Ted Leo, Moss Icon, the Clean, Best Coast Kick Up Chaos in Tejas

Roughly halfway through his set on Thursday’s opening night of the Chaos In Tejas festival, indie punk rocker Ted Leo took a moment to pay a sort of tribute to the Mob, the cult British punks who were slated to play after him. A longtime fan of the band, Leo told the crowd at Austin’s Mohawk club that while touring England in 1997 he spent weeks traveling in a van looking forward to a show he and his band were sharing with The M.O.B.

Turns out punctuation is important. "My bandmates knew but didn’t tell me that M.O.B. was really some band called Month Of Birthdays. They were fine, but I’d spent weeks looking forward to playing with the Mob."

Fifteen years later Leo got his wish to see the powerful, droning trio, who were among the 100 acts that invaded Austin for four days of the punk and heavy metal-dominated festival. Celebrating its eighth year, Chaos In Tejas was loaded with reunions from underground vets like Moss Icon, Thomas Jefferson Slave Apartments, Cockney Rejects and the Clean while also featuring diverse headliner acts like Ted Leo, No Age, Iceage, New Orleans rappers Big Freedia and Katey Red, and indie-pop band Best Coast.

The brainchild of promoter and tour manager Timmy Hefner, Chaos In Tejas has become an established part of the music calendar for the city that also hosts the South By Southwest festival every March and Austin City Limits in the fall. Its focus on the farther reaches of the punk and heavy metal world bring legions of black-clad, tattooed and patch-covered diehards to Austin each year, with hardcore bands like Japan’s Reality Crisis and Virginia’s Municipal Waste planting a sort of flag for their fans to rally around for four days.

"Getting so many great bands in one place like this is attributable to one dude (Hefner) with a distinct taste," said Hans Zimmerman, guitarist and singer of Austin band the Young. The band's Friday night show at the recently opened two-story Beauty Ballroom saw club staff close off the second level out of fear someone would stage dive from the balcony while California punks Ceremony thrashed on stage for roughly half an hour.
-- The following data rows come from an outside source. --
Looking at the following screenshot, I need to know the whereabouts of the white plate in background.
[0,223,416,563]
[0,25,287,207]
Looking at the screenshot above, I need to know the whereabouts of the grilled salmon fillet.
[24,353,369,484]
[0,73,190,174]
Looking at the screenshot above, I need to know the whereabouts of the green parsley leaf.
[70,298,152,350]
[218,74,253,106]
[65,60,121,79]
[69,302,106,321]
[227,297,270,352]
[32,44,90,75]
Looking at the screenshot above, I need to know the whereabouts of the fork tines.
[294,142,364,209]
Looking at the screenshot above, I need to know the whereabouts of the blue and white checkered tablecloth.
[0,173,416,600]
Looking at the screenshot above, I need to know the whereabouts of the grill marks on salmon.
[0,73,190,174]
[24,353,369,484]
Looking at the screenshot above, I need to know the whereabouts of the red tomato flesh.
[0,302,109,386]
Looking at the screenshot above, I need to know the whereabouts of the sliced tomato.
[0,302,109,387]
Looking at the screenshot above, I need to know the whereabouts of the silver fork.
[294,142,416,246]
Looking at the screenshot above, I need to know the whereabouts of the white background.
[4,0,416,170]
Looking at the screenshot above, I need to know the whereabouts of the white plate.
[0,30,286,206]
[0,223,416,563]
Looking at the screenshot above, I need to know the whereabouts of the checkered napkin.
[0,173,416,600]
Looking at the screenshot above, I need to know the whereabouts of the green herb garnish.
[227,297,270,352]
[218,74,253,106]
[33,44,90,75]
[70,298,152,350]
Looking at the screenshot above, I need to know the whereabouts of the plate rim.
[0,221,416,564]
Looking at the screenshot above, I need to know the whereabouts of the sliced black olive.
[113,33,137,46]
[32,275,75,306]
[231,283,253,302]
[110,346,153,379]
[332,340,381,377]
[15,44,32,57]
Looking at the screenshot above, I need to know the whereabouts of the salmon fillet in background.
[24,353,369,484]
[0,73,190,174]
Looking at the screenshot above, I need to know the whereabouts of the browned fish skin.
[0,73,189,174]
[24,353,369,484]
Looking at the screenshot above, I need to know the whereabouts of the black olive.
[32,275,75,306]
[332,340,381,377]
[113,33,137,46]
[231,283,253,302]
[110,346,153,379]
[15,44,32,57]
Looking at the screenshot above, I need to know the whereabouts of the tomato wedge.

"I got into so many bands like the Dicks from seeing them here for the first time, and then you’re getting your mind blown by some of these Japanese hardcore bands where it’s like they just landed here from another planet."

The ambient noise heard between neighboring venues hosting Chaos acts – a dozen clubs and record stores hosted shows over the four days – was a good indicator of how varied the festival has become, with rumbling punk from the Mob butting up against the hyperactive "bounce" rap music of Big Freedia, who had the outdoor stage at Club De Ville so crowded it was hard in most places to follow through on her repeated demands to "shake that ass!"
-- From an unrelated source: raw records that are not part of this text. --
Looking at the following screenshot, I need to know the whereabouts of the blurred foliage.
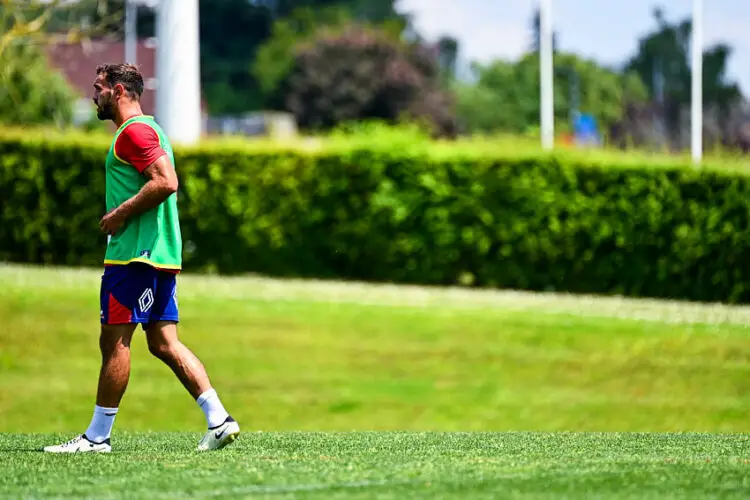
[618,8,750,150]
[0,124,750,302]
[0,43,76,126]
[455,53,648,133]
[0,0,97,126]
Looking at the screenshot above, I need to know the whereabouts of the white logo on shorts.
[138,288,154,312]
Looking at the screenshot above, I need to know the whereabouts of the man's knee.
[99,324,135,359]
[146,322,179,360]
[148,337,172,360]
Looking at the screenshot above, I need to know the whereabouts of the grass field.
[0,266,750,498]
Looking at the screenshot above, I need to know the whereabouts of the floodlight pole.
[690,0,703,163]
[156,0,203,144]
[539,0,555,150]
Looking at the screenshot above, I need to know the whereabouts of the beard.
[96,97,115,121]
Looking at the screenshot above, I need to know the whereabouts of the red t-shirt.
[115,122,167,172]
[110,122,179,274]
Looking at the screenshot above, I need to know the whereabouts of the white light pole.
[125,0,138,64]
[690,0,703,163]
[539,0,555,149]
[156,0,203,144]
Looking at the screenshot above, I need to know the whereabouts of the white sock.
[86,405,117,443]
[196,389,229,428]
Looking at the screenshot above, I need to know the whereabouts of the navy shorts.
[99,262,179,329]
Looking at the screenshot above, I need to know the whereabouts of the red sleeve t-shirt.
[115,122,167,172]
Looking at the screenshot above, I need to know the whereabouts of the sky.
[397,0,750,95]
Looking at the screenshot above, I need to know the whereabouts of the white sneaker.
[44,434,112,453]
[198,417,240,451]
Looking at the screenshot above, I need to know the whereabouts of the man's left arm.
[100,124,178,234]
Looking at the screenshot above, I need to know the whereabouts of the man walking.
[44,64,240,453]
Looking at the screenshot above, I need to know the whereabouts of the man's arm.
[100,155,178,234]
[100,123,178,234]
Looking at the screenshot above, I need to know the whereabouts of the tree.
[284,25,455,135]
[0,0,114,125]
[0,44,76,126]
[456,53,647,133]
[251,5,404,109]
[437,36,458,81]
[531,7,558,53]
[625,9,742,146]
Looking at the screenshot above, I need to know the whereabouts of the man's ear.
[112,83,127,98]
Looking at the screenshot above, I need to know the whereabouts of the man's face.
[94,74,116,121]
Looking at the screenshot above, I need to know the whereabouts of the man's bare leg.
[96,324,137,408]
[84,323,137,443]
[146,321,211,399]
[146,321,240,450]
[44,324,136,453]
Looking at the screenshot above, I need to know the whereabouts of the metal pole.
[125,0,138,64]
[156,0,203,144]
[690,0,703,163]
[539,0,555,149]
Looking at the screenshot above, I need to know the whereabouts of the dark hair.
[96,64,143,100]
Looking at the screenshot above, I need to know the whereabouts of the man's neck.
[115,104,143,128]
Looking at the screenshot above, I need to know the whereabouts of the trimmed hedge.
[0,128,750,302]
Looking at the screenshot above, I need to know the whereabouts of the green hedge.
[0,127,750,302]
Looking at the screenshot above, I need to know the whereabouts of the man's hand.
[99,209,125,234]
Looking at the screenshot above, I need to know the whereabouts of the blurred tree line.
[0,0,750,149]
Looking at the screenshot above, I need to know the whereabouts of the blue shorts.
[99,262,179,330]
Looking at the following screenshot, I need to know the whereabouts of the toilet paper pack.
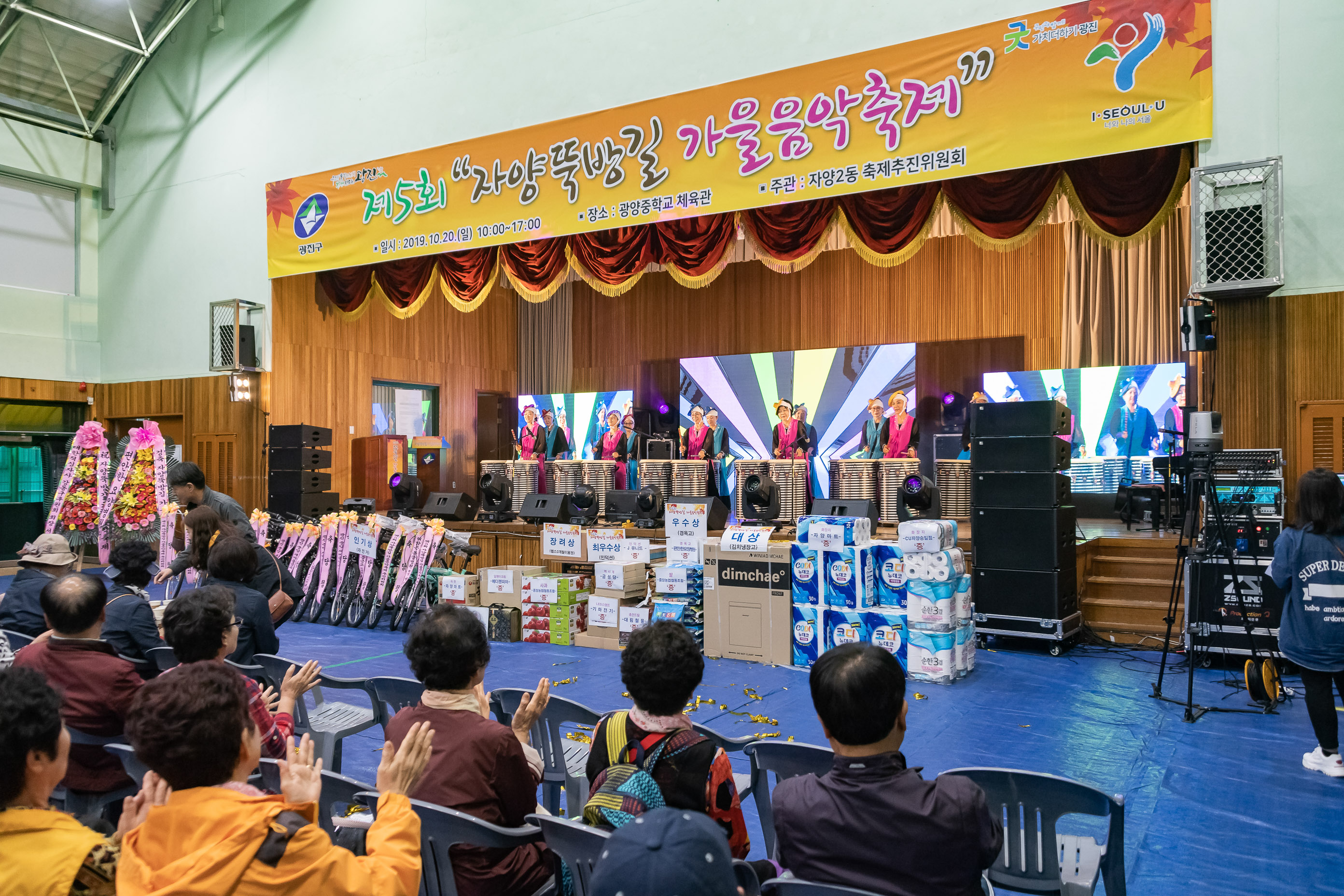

Saturday night’s lineup at Club De Ville was one of the most stylistically far-reaching and anticipated of the weekend, with New Zealand indie rockers the Clean topping a bill that included long-idle Columbus punks the Thomas Jefferson Slave Apartments and the first American performance from Australian garage punks Royal Headache. Fresh off a 20 hour plane ride and frustrated from more than a week’s worth of visa delays, Royal Headache showed they deserve the buzz that’s growing with their just-released debut record, packed with soulful Jam- and Saints-inspired fist pumpers.

After an unhinged but winning showing by bar punks the Thomas Jefferson Slave Apartments – whose lead singer Ron House channels fellow Ohioan and Pere Ubu front man David Thomas to a startling degree – the Clean ended the night with their precise, measured indie-pop that had the crowd laser focused on guitarist David Kilgour as the band's instrumental opening tumbled into the easy sing-along of "Anything Could Happen."
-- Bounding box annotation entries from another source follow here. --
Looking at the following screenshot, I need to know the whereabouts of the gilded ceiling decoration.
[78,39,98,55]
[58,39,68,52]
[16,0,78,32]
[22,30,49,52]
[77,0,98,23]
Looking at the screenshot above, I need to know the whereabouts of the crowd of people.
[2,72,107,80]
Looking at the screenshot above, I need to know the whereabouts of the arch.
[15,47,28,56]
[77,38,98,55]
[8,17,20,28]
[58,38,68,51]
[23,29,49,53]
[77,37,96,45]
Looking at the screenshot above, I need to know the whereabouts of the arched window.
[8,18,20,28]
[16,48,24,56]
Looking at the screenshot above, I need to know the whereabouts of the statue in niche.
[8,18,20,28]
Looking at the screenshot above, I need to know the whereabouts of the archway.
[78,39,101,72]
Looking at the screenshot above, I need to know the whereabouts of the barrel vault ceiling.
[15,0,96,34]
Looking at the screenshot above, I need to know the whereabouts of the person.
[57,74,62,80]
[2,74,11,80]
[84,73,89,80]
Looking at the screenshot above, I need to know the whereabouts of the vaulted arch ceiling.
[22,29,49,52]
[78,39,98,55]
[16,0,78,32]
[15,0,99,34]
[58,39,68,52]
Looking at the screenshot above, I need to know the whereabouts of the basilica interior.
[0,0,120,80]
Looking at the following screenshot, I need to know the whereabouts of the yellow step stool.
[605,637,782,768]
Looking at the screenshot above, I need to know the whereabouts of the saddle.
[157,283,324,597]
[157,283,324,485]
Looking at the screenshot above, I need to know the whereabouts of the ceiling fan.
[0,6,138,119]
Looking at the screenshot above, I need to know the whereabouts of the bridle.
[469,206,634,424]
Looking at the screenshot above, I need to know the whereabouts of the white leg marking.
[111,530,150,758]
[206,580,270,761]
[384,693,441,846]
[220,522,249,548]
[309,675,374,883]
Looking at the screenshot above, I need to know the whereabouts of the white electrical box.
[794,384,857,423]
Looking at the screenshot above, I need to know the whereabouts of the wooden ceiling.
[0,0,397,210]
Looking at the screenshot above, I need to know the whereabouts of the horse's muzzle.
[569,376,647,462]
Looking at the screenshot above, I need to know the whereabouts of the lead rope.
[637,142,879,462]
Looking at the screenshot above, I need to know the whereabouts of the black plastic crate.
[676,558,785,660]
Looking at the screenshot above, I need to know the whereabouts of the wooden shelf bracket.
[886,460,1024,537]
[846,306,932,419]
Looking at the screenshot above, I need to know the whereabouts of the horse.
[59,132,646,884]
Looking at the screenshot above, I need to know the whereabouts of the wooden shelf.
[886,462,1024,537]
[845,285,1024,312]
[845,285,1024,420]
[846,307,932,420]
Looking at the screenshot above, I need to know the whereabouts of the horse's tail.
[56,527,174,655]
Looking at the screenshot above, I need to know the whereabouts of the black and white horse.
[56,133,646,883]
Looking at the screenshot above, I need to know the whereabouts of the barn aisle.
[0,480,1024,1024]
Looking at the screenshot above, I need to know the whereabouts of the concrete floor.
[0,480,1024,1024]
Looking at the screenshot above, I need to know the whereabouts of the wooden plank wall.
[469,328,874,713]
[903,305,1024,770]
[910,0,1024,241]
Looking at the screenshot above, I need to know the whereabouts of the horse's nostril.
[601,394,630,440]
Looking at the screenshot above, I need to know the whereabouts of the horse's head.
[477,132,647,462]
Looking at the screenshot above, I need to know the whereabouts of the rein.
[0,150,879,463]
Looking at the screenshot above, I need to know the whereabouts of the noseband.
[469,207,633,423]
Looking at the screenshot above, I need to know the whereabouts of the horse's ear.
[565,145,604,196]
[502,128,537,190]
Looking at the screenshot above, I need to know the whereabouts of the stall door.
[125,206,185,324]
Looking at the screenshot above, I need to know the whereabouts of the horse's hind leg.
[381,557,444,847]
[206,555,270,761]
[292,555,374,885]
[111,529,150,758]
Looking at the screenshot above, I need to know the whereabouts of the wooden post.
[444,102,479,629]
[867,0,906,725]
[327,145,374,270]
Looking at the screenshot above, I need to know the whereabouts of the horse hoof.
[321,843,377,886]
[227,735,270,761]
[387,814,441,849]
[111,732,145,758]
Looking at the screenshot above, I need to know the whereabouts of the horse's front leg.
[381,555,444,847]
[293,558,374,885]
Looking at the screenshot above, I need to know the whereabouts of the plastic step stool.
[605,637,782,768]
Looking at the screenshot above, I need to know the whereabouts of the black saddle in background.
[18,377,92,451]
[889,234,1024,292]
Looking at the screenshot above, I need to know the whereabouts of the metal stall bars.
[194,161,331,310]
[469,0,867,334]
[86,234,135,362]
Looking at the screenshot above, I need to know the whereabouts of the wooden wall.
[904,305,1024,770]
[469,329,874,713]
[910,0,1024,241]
Playing in support of their recently reissued complete discography, the long-disbanded Moss Icon spent Sunday night at the Mohawk playing the urgent, roiling brand of post-hardcore punk that set the template for many of the mid-to-late Nineties crop of emo punk bands like Sunny Day Real Estate and the Promise Ring. Singer Jonathan Vance has a focused intensity that makes his lyrics hit just as hard whether they’re spoken slowly or delivered with vein-popping force.

Later, across town at Emo’s East, Los Angeles pop band Best Coast were wrapping up both the festival and their current tour to a crowd of about 700 fans who soaked up songs from the band’s acclaimed new album, The Only Place. Even though singer/guitarist Bethany Cosentino was taxed from being on the road – her vocals were in and out of tune all night, and the band had to start "Mean Girls" three times – the approving crowd helped them pull through. On the surface, such a melodic, tuneful act was an odd way to end a weekend chock full of feedback and fury. But for a festival where "anything goes" is a sort of mission statement – it featured its first all rap showcase this year as well – it made just as much sense to close things out not with a scream, but with a coo.